It is a generally mid-paced affair, tracks such as Little Girl Lies, Look Good in Blue, A Shark in Jets Clothing
and Rifle Range
finding musical strengths in Harry's strong, feminine charm, as synthesizers, distinctive basslines and bluesy guitar leads dance around playfully. Her attitude comes through best on the classic ode to bitchiness, Rip Her To Shreds
, which is another cult favourite ("Oh, you know her!/Would you look at that hair?/Yeah you know her!/Check out those shoes!
"). In The Flesh
is the token ballad, and was one of the breakthrough singles. Featuring lines such "Hands off this one sweety/This boy is mine
" it doesn't deviate from much else here lyrically, and is a strong single. The Attack of The Giant Ants
ends the album in an homage to the glorious B-movie, with it's drum rolls, synth melodies, Harry's La la, la la la
choruses and samples it is the true definition of a grower. The ending section here is probably as punky as Blondie ever got, which isn't that
punk, granted, but just fast enough that you can detect an influence they may or may not have had over wave of punk bands that later cropped up. The poorest cut here is perhaps In The Sun
, with some weak lyrics, but it doesn't feel so out of place that it become a dealbreaker.

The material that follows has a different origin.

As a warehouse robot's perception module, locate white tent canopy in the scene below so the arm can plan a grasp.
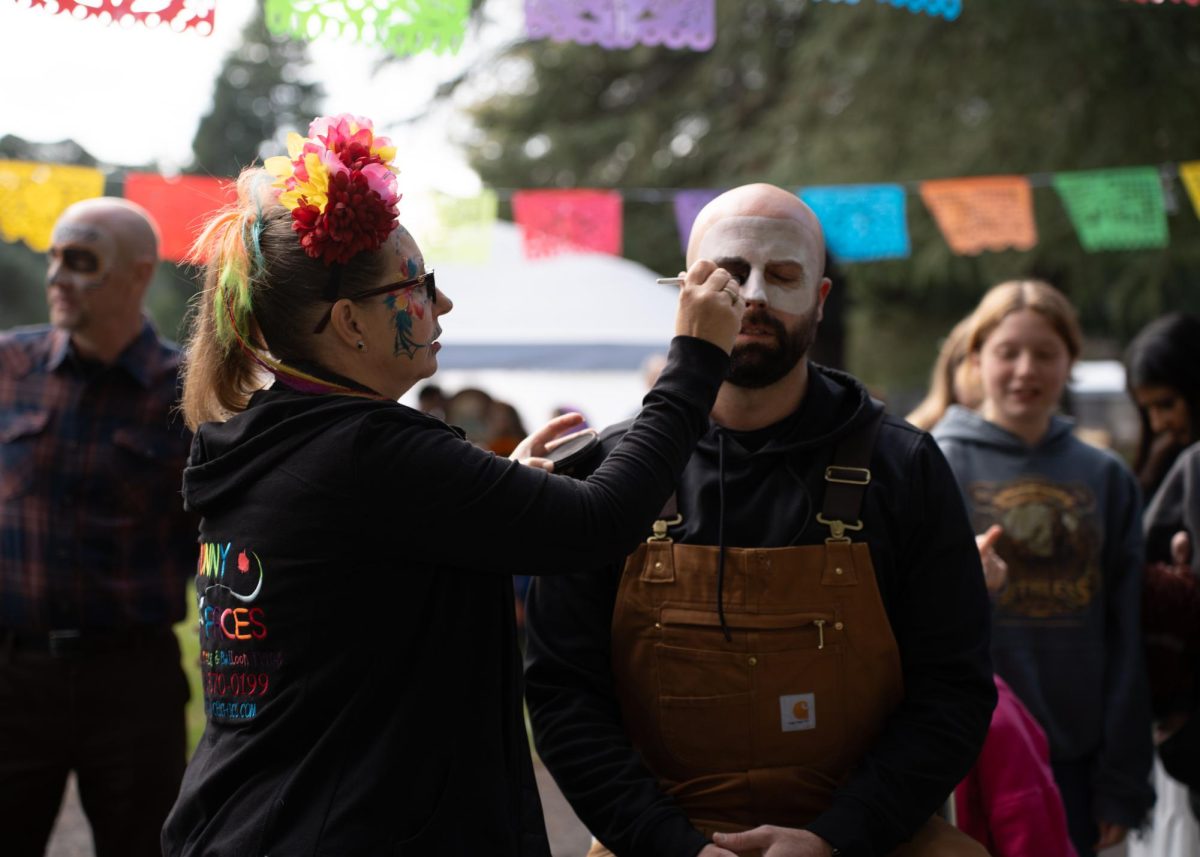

Blondie's debut was a simple, short burst of pop rock magnificence that set the group on the stage to becoming an internationally recognised name in the space of a few years. Debbie Harry largely carries the show with her charisma and charm, as the group musically sets a raw blueprint of sounds that would later come to characterise elements of punk rock, and most significantly, new wave. Blondie were pioneers in this regard, and later came to define this very genre at it's height of popularity and commercial appeal.